Most Charges Dismissed in Capital Consultants Case

July 15, 2003 (PLANSPONSOR.com) - Prosecutors on a case against executives of a now defunct Portland money management firm were dealt a setback when a federal judge tossed most charges against former salesman Dean Kirkland and all charges against two other officials.

US District Judge Anna Brown threw out 42 of the 54 counts against Kirkland and the other two defendants, saying the case lacked enough specifics to allow the indictment to stand, according to the Portland Oregonian.

Federal prosecutors had alleged that Kirkland had given illegal gratuities to union pension trust officials and that Gary Kirkland and Robert Legino, both former union trust leaders, had accepted those gifts. The Kirklands, who are father and son, and Legino are three of nine people associated with the case against Capital Consultants to be indicted or plead guilty to criminal charges. Brown did not dismiss wire fraud and obstruction of justice charges against Dean Kirkland.

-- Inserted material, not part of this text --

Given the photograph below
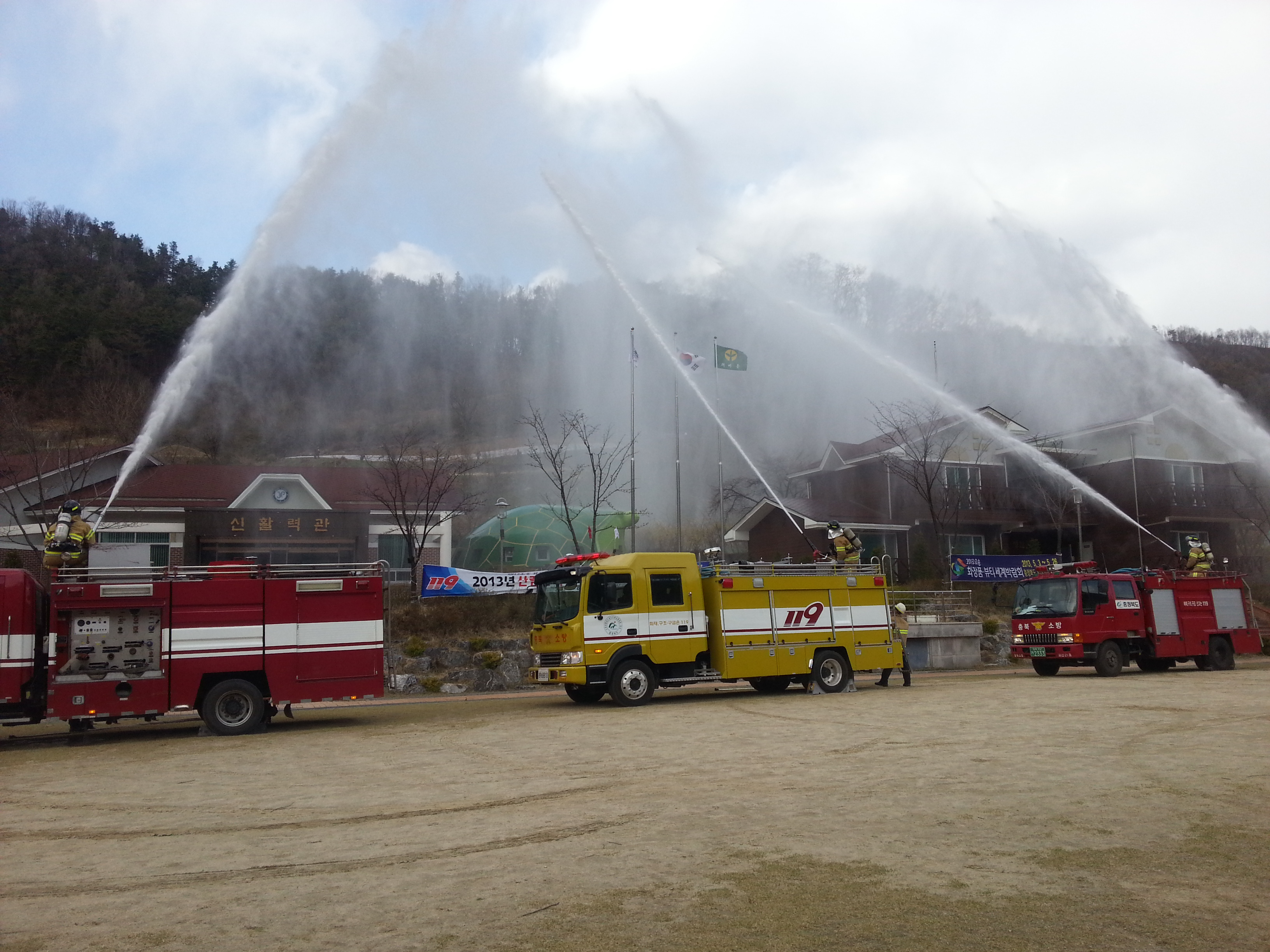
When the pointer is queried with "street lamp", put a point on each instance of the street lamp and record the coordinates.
(502, 517)
(1080, 536)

The judge’s decision is the latest twist in the unraveling of Capital Consultants, which collapsed in September 2000 under allegations that investors – including many union pension funds – lost an estimated $400 million in failed and fraudulent investments before the firm was seized by federal regulators.

Brown wrote in her ruling that federal prosecutors failed to show that a series of hunting and fishing trips and other favors given by Dean Kirkland to certain Capital Consultants clients resulted in decisions or actions favorable to Kirkland and the defunct investment firm. Without that clear link between gift and favorable action, the gratuity charges cannot stand, the judge ruled.

The government will try again, said Neil Evans, assistant US attorney who led the government’s case. “We intend to present a new indictment to a grand jury that contains the specifics Judge Brown wants,” Evans said, according to the newspaper.

Prosecutors allege that Kirkland bilked Capital Consultants by filing false expense records. They also claim that he destroyed company records that he kept at his Vancouver home when he knew that a criminal investigation was under way.   A trial on those charges is scheduled to begin November 14.

Dean Kirkland, a former National Football League lineman with close connections to organized labor, was the firm’s star salesman. During his years at Capital Consultants, he took some of his favored pension trustee clients on eleven hunting trips and five fishing trips to Alaska, Mexico, Africa and elsewhere, according to the Oregonian.

Among those union trustees were Gary Kirkland, a trustee of the 401(k) retirement fund of the Office and Professional Employees International Union, Local 11, and Legino, trustee of three plans affiliated with the International Brotherhood of Electric Workers in Colorado.